Similar confrontations have occurred since late December when Saddam declared the no-fly zones invalid following Operation Desert Fox, the coalition's four-day bombing campaign.

"It is clear from all the actions that have been reported for the past several weeks that the Iraqi approach to the no-fly zones has changed," he continued. Violations in the north and south now seem regular. Five occurred in the south Jan. 12, involving at least one Iraqi Mirage F-1 and MiG-21, -23 and -25 fighters. Two others occurred in the north and involved Iraqi F- 1s and MiG-21s.

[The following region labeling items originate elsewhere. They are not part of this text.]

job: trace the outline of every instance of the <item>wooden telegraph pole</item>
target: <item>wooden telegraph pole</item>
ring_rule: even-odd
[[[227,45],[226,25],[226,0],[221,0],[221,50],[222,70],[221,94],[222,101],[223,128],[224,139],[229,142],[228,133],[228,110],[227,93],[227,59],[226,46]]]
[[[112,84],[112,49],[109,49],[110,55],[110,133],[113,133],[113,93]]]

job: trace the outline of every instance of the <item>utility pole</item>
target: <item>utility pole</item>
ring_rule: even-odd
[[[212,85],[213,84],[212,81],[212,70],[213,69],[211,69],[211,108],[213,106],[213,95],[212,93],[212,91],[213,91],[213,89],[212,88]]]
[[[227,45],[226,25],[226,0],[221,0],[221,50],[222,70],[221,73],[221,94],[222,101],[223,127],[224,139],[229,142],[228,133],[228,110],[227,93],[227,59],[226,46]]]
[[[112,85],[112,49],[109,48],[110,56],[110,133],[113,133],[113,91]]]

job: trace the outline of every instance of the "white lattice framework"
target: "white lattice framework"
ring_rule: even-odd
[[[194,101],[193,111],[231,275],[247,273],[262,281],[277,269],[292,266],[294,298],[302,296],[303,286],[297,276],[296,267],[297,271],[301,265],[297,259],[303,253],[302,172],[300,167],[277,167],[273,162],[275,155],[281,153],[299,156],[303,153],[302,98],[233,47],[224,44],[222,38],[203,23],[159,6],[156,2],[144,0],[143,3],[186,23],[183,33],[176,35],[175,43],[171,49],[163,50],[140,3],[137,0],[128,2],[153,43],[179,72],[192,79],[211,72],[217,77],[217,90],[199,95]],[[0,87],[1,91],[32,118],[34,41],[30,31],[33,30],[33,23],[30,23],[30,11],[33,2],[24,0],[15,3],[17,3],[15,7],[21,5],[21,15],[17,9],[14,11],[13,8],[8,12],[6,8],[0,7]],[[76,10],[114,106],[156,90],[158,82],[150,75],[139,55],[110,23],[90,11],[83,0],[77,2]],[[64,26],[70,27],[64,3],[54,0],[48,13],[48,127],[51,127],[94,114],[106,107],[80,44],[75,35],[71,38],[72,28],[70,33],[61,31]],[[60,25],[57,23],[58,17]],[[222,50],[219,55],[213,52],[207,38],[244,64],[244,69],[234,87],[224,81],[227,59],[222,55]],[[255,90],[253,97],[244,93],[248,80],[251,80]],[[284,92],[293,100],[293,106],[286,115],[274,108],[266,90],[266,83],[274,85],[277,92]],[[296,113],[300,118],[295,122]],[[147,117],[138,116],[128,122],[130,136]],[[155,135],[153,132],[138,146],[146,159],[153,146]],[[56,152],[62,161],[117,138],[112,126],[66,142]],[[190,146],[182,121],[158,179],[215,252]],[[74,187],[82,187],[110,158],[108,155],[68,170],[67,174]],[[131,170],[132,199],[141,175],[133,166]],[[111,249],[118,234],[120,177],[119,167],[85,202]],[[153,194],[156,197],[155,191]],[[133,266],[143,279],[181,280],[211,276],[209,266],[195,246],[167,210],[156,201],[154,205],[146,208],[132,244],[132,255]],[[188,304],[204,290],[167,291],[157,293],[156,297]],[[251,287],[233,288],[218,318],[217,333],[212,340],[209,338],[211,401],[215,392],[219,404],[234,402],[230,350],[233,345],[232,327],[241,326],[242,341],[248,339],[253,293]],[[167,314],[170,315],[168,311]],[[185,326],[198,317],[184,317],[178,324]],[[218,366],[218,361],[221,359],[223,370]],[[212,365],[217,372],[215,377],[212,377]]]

Doubleday said the Iraqis' goal is to end constraints imposed on them since Operation Desert Storm in 1991, including the no-fly zones and U.N. economic sanctions and weapons inspections. "These actions on the part of the international community are designed to contain Iraq, to keep Iraq from threatening its own population and its neighbors and from continuing to develop weapons of mass destruction," he noted.

U.S. determination to enforce the no-fly zones remains firm in the face of Saddam's persistent challenges, he said. "We have flown over 140,000 sorties in support of the no-fly zones since they were first started," he said. "We're going to continue doing that."